How did you first start writing about foraging for ?

I first started writing about foraging in early 2009 for a small online section of the Times that covered two neighbourhoods in Brooklyn. These areas were dense and urban, and I worried I wouldn't find anything growing there. But I discovered so many wonderful edibles growing in tree pits, abandoned lots, and even through cracks in the sidewalks. Little by little, the column became popular and readers began to invite me into their backyards to help identify the edible plants growing there.
 

Describe a typical day of foraging.

It's usually a solitary practice. I prefer to set out alone or sometimes with my daughter, a toddler, whose stroller has a nice basket to keep edibles in. I always bring plastic bags and, depending on the time of year, a few paper ones for mushrooms, which need air circulation.
 

How do New Yorkers respond to your searching for food in their urban parks and doorsteps?

Some people have welcomed me into their backyards to tap their maple trees or to see whatever's growing wild there. Others worry I might be harming the environment. I always tell them that most foragers care about the land … as these are the precious areas where we obtain our food.
 

Have you ever misidentified a plant?

The closest I've ever come to poisoning myself was one summer when I was gathering young sprigs of amaranth on Staten Island. I picked a stalk that gave off a peculiar odour - rather like tahini. I knew right away that it was a hallucinogenic plant called jimsonweed. Nearly every year I read about someone who is poisoned by jimsonweed because he or she has confused it with some other green.
 

Why do you think foraging has become more popular in assertively urban areas in recent years?

Mainly because of the media attention paid to high-end chefs who forage or use wild ingredients. A growing awareness of our industrialised food system is also a factor. Many foragers enjoy being connected to the land and knowing where their food is coming from.
 

If we were to forage in Hong Kong and China, what would you go in search of? What would you make with it?

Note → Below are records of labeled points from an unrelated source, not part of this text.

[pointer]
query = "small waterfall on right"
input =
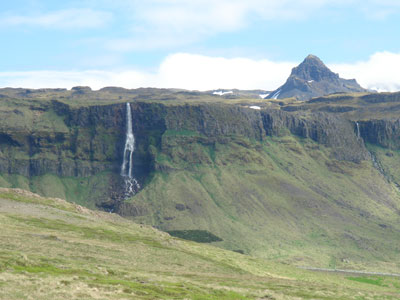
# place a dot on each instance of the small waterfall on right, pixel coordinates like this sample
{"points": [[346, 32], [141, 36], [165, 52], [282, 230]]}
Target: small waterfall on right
{"points": [[131, 184]]}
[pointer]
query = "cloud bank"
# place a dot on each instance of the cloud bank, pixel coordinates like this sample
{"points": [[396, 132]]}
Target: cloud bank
{"points": [[197, 72]]}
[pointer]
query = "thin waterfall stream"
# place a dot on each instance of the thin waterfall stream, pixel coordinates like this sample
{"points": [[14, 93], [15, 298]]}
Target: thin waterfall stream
{"points": [[131, 184]]}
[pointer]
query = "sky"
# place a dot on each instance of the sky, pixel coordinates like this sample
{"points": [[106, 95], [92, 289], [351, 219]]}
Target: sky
{"points": [[195, 44]]}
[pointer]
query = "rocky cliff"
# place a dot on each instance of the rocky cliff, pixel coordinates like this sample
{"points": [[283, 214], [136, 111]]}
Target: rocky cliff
{"points": [[269, 182]]}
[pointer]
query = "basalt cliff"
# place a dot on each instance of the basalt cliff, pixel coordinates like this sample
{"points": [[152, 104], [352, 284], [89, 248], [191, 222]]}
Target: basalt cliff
{"points": [[312, 183]]}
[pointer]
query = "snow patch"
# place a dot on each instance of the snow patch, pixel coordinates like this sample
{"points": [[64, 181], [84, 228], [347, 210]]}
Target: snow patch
{"points": [[221, 93]]}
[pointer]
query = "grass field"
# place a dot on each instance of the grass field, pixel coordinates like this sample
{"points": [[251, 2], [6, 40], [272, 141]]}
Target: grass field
{"points": [[51, 249]]}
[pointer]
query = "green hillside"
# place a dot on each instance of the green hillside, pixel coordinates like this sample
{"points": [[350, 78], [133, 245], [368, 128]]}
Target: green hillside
{"points": [[51, 249], [311, 184]]}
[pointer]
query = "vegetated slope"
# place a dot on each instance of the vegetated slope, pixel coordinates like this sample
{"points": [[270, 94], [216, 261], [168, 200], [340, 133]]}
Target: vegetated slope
{"points": [[51, 249], [313, 79], [285, 198], [299, 186]]}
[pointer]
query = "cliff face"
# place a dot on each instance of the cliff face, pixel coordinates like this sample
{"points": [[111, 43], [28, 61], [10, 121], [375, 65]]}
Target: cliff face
{"points": [[385, 133], [264, 181], [90, 139]]}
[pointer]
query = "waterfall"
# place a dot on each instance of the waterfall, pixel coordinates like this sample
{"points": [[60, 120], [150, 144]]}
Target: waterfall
{"points": [[358, 130], [131, 184]]}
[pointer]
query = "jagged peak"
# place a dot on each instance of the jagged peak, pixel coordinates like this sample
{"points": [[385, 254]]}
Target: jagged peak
{"points": [[312, 68]]}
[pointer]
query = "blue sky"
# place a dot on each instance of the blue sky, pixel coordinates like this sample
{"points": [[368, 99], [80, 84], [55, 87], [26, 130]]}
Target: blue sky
{"points": [[197, 44]]}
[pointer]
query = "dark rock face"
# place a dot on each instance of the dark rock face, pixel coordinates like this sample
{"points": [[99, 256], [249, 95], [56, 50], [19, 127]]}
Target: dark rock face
{"points": [[313, 79], [89, 140], [329, 130], [385, 133]]}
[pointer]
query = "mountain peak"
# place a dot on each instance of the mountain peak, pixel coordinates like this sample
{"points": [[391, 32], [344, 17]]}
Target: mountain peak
{"points": [[312, 68], [312, 78]]}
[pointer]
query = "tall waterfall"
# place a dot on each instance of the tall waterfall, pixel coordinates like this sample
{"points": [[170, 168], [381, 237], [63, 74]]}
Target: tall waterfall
{"points": [[131, 184], [358, 130]]}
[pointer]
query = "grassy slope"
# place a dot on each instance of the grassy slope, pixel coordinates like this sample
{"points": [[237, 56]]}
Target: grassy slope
{"points": [[285, 199], [51, 249]]}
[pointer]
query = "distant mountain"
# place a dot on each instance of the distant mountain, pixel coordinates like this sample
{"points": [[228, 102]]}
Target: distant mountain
{"points": [[313, 79]]}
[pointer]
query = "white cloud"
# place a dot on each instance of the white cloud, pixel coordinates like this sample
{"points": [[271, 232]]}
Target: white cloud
{"points": [[198, 72], [61, 19], [204, 73], [188, 71], [380, 72]]}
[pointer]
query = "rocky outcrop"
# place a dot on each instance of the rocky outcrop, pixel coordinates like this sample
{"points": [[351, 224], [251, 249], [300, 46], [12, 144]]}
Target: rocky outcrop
{"points": [[326, 129], [385, 133], [313, 79]]}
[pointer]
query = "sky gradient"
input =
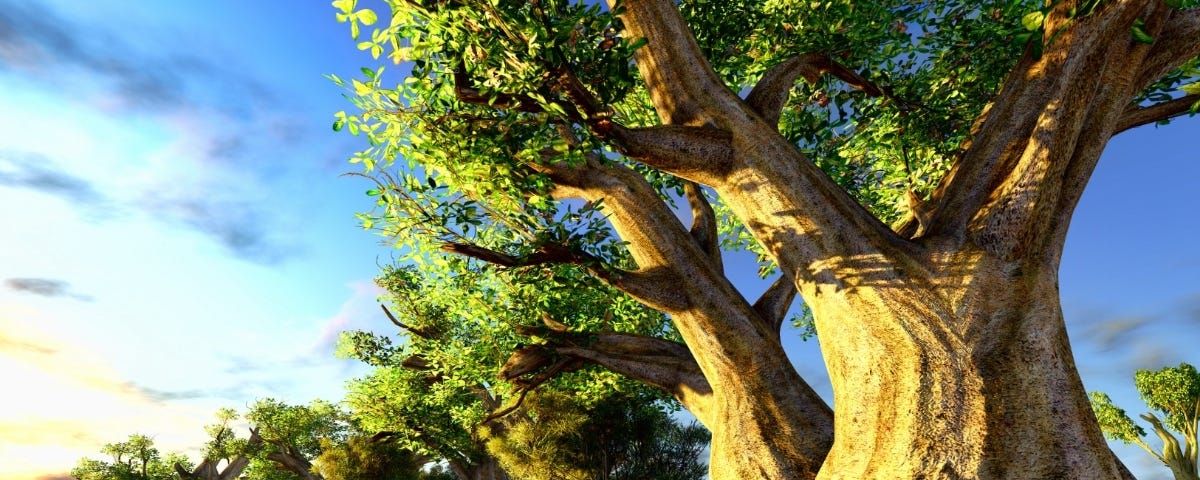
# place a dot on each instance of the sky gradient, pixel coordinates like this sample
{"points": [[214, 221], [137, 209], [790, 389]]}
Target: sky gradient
{"points": [[177, 235]]}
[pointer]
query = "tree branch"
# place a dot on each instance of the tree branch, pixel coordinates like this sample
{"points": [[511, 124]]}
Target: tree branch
{"points": [[703, 225], [775, 87], [699, 154], [419, 333], [1176, 43], [681, 81], [1138, 117]]}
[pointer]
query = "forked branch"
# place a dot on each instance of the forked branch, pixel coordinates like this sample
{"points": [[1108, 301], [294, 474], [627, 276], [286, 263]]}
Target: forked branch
{"points": [[703, 223], [773, 305], [775, 87], [1176, 43], [699, 154]]}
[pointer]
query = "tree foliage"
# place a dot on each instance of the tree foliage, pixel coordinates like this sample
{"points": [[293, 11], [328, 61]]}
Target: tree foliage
{"points": [[556, 436], [135, 459], [538, 160], [447, 377], [366, 457], [1174, 393]]}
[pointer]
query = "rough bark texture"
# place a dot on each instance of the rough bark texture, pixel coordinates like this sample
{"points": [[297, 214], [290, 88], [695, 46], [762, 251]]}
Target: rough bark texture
{"points": [[943, 337], [948, 352]]}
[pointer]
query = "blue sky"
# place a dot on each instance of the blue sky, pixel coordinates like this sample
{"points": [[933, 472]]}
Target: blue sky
{"points": [[178, 239]]}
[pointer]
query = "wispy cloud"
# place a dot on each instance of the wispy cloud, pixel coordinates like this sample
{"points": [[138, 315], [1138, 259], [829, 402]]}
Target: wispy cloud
{"points": [[39, 41], [64, 403], [359, 312], [17, 345], [45, 287], [35, 171], [233, 147]]}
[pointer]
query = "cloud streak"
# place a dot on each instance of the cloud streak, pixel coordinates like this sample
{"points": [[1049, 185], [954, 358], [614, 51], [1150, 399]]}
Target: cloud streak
{"points": [[34, 171], [45, 287], [233, 142]]}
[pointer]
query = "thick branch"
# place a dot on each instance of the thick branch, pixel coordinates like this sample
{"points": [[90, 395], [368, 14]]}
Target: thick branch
{"points": [[654, 361], [1141, 115], [419, 333], [699, 154], [645, 285], [775, 87], [1035, 148], [545, 253], [469, 94], [1177, 43], [703, 223]]}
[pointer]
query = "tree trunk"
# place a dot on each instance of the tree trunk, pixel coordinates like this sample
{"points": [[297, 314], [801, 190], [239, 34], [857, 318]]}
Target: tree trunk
{"points": [[486, 469], [943, 337], [975, 381]]}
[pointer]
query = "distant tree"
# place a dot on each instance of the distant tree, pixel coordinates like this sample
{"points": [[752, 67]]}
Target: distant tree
{"points": [[556, 437], [1175, 394], [135, 459], [223, 445], [451, 372], [283, 441], [369, 457]]}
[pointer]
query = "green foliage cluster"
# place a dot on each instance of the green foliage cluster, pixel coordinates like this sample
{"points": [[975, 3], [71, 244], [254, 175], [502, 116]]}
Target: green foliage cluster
{"points": [[460, 325], [1174, 393], [135, 459], [364, 457], [621, 438]]}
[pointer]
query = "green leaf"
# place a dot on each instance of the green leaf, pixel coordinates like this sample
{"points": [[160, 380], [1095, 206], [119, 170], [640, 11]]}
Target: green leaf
{"points": [[360, 88], [367, 16], [1139, 33], [1033, 21]]}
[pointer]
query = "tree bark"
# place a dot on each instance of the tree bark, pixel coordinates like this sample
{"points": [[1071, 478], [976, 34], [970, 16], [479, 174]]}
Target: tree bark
{"points": [[943, 337], [947, 352]]}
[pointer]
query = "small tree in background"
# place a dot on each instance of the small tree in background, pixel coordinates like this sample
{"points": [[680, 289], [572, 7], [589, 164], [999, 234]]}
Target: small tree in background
{"points": [[136, 459], [1175, 394], [369, 457], [622, 437]]}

I'm most excited about the seafood in Hong Kong. My father's side of the family were big anglers in Toisan and the US, so it's in our blood.
 

Was there anything you were afraid to reveal in your memoir?

The hardest things to reveal were my vulnerable weak spots, including where I was making mistakes in my romantic life. My earliest readers kept saying they couldn't get a read on what I felt at those moments, so I knew that I wasn't giving enough and trying to rush ahead because it was too painful.
 

Throughout your foraging tale, you search for a partner in life. How are the two acts related?

When I forage, I maintain a sense of present non-attachment - I'm looking for edibles but not with any one fixed thing in mind. That mindset helped me while I was dating my husband to not rush into anything too quickly.